La Corte costituzionale ha ampliato la protezione per i lavoratori licenziati, riducendo le restrizioni introdotte dal Jobs Act.

Con la sentenza numero 22 del 2024, la Corte Costituzionale ha dichiarato incostituzionale l’articolo 2, primo comma, del decreto legislativo 4 marzo 2015, n. 23, limitatamente alla parola “espressamente”. Questa decisione ha effettivamente esteso la possibilità di reintegro nel posto di lavoro, eliminando così le limitazioni introdotte dal Jobs Act per i nuovi assunti (con il contratto a tutele crescenti introdotto dallo stesso decreto).

“Il fatto che questa sentenza sia stata emessa è motivo di soddisfazione”, ha commentato Ivana Veronese, segretaria confederale della Uil, sottolineando che “rappresenta un passo avanti nella revisione e nel riequilibrio del Jobs Act”. Anche la Cisl ha accolto favorevolmente la sentenza, definendola “condivisibile” poiché estende la protezione dei lavoratori anche ai casi di nullità non espressamente previsti dalla legge, come ha evidenziato il segretario confederale Mattia Pirulli. La Cgil ha dichiarato che, pur considerando positiva la sentenza, contesta comunque l’intero decreto legislativo n. 23.

L’articolo su cui si è pronunciata la Corte prevede che il giudice, in caso di nullità del licenziamento per discriminazione o altri motivi, “ordina al datore di lavoro, imprenditore o non imprenditore, la reintegrazione del lavoratore nel posto di lavoro, indipendentemente dal motivo formalmente addotto”.

Secondo l’interpretazione della Corte, questa disposizione è stata considerata illegittima nella parte in cui limitava la tutela reintegrativa ai soli casi di nullità espressamente previsti dalla legge, escludendo quindi altre situazioni.

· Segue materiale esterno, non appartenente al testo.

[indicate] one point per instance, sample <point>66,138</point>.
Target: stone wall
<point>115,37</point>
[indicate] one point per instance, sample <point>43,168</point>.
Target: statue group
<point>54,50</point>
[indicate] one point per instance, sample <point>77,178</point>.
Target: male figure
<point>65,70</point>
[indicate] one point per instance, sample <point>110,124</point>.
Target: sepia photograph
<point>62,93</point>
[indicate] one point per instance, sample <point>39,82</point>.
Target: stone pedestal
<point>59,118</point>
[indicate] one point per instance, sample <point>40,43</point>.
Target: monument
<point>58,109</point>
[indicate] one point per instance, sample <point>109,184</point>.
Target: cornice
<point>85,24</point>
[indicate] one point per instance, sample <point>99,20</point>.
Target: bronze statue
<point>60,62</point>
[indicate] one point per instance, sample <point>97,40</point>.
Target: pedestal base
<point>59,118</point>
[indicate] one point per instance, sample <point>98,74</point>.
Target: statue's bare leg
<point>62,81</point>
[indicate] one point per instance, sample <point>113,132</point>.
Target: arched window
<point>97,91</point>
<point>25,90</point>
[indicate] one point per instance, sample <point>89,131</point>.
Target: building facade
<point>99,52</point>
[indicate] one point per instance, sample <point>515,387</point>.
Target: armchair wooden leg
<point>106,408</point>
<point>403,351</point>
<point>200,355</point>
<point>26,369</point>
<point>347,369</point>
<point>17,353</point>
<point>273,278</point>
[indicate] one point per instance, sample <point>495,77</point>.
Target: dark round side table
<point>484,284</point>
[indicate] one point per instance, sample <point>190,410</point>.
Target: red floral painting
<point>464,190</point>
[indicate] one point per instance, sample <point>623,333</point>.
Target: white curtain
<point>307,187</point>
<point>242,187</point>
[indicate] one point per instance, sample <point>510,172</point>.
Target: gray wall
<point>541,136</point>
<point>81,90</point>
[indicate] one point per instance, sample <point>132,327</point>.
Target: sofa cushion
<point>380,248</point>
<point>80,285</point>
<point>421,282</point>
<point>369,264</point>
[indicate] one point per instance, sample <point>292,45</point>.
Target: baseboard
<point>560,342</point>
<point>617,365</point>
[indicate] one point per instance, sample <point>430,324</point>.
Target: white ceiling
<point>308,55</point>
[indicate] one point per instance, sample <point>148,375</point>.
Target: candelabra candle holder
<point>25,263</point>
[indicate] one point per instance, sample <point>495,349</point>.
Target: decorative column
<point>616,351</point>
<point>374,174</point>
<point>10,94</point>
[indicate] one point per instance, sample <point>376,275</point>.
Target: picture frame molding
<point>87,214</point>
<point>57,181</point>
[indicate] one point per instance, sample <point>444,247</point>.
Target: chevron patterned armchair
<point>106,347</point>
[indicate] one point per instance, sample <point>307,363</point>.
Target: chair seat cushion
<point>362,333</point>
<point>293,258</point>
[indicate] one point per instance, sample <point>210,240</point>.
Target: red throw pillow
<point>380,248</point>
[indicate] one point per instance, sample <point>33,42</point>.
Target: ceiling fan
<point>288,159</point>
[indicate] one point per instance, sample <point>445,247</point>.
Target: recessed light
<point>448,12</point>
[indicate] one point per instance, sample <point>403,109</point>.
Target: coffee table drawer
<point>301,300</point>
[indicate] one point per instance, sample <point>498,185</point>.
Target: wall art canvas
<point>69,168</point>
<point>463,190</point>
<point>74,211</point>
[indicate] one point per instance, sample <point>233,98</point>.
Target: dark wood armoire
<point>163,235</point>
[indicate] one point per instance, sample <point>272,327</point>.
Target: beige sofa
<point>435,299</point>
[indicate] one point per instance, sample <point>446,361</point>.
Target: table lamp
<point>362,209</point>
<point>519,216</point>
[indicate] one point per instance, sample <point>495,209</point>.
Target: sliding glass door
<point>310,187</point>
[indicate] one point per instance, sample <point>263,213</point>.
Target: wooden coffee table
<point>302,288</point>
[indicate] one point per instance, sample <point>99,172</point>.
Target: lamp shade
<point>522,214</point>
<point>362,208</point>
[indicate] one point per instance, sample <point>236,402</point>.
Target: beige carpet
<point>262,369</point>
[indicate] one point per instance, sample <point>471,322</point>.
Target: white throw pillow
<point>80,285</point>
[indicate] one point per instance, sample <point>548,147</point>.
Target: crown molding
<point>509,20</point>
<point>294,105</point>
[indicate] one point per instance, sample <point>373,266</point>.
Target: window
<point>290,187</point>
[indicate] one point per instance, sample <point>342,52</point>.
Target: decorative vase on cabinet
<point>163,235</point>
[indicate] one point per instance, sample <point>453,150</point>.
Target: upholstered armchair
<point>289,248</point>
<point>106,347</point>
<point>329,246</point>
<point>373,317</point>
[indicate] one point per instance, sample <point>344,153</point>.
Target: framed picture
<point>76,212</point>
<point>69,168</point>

Abuso della delega del Governo Renzi

Questa restrizione era stata contestata dalla Cassazione, che si era rivolta alla Consulta sostenendo che il decreto legislativo del 2015 violava l’articolo 76 della Costituzione, che regola l’attuazione delle leggi delegate. Il Jobs Act era stato approvato seguendo questa procedura, ma la Cassazione riteneva che il governo avesse abusato della delega limitando la tutela del reintegro solo ai casi espressamente previsti dalla legge, anziché seguirne i principi indicati dal Parlamento.

“Limitando la tutela reintegrativa ai casi di nullità espressa”, hanno precisato i giudici della Corte Costituzionale, “il Jobs Act ha lasciato senza disciplina specifica le situazioni escluse, creando una normativa incompleta e incoerente rispetto alla volontà del legislatore delegante”.